Pushups have long been a standard measurement for strength. While this is true, a new study that tested middle-aged male firefighters has found that pushups are also an indicator of heart health.
New study finds a connection between pushups and heart health
The study found that firefighters who could do more than 40 pushups in a row had a whopping 96 percent reduced risk of being diagnosed with heart disease or having heart issues over a ten year period, compared to men who could do fewer than 10 push-ups.
During the study period, 37 cardiovascular incidents were noted among the 1,100 study group.

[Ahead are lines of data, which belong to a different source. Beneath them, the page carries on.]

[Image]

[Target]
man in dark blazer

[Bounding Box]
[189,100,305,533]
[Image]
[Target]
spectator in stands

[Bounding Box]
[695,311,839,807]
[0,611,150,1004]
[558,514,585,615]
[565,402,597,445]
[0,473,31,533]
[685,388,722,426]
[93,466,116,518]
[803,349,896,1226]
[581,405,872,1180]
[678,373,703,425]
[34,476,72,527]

Only one of those events occurred in men who completed more than 40 pushups.
Men who could do 11 or more pushups had a lower risk than those who could do 10, suggesting that even aiming for 11 could be remarkably helpful.

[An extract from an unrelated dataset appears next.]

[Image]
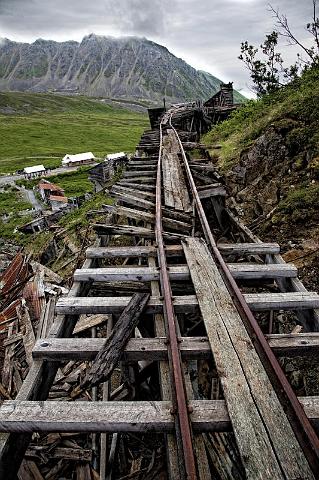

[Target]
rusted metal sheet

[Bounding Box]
[0,252,32,309]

According to study officials, these findings do suggest that “pushup capacity could be an easy, no-cost method to help assess cardiovascular disease risk.” However, they also warned that pushup capability is not necessarily an “independent predictor” of heart disease risk. Other factors such as a person’s age, body mass index and aerobic fitness levels would be considered.
Other ways to protect your heart
Besides getting really good at pushups, consider the following things you can do to increase your heart health:
- Practice good dental hygiene: Persons who have gum disease are at a greater risk for heart disease than persons who do not have the condition.
- Get plenty of sleep: Sleep is necessary for overall health and wellness. If you don’t get enough quality sleep, you could be compromising your heart health. One study of 3,000 45-year-old plus adults found that those who slept less than six hours each night were twice as likely to have a stroke or heart attack than those who slept six to eight hours
- Don’t sit for too long at one time: Research shows that staying seated for long periods is bad for your health, regardless of how much exercise you do. It is essential if you sit for long periods of time, to get up and move around as often as you can, especially if you are traveling.
- Eat healthily: Stick to a whole food diet that includes plenty of healthy fat, organic fruit, and vegetables as well as nuts, seeds, and protein. Stay clear from refined food especially sugar.
- Stay active: Keep active, find something that you love to do and do it often. It might be swimming, dancing, running, cycling, or hiking. Whatever you do, do it often and have fun.
- Manage stress: We live in stressful times, and stress can cause tremendous strain on the heart. This creates a higher risk of cardiovascular disease. Take time to breathe and relax daily, don’t over commit yourself and do things that help to keep your stress in check like journaling, exercising, deep breathing exercises, etc.
- Stop smoking: Smoking can cause many health problems including cancer, lung disease, stroke, and heart disease. Even if you don’t have any other risk factors, but you smoke, you increase your risk of developing heart disease by two to four times according to the Centers for Disease Control and Prevention. Smoking causes plaque to build up and hardens arteries which cause your heart to have to work harder.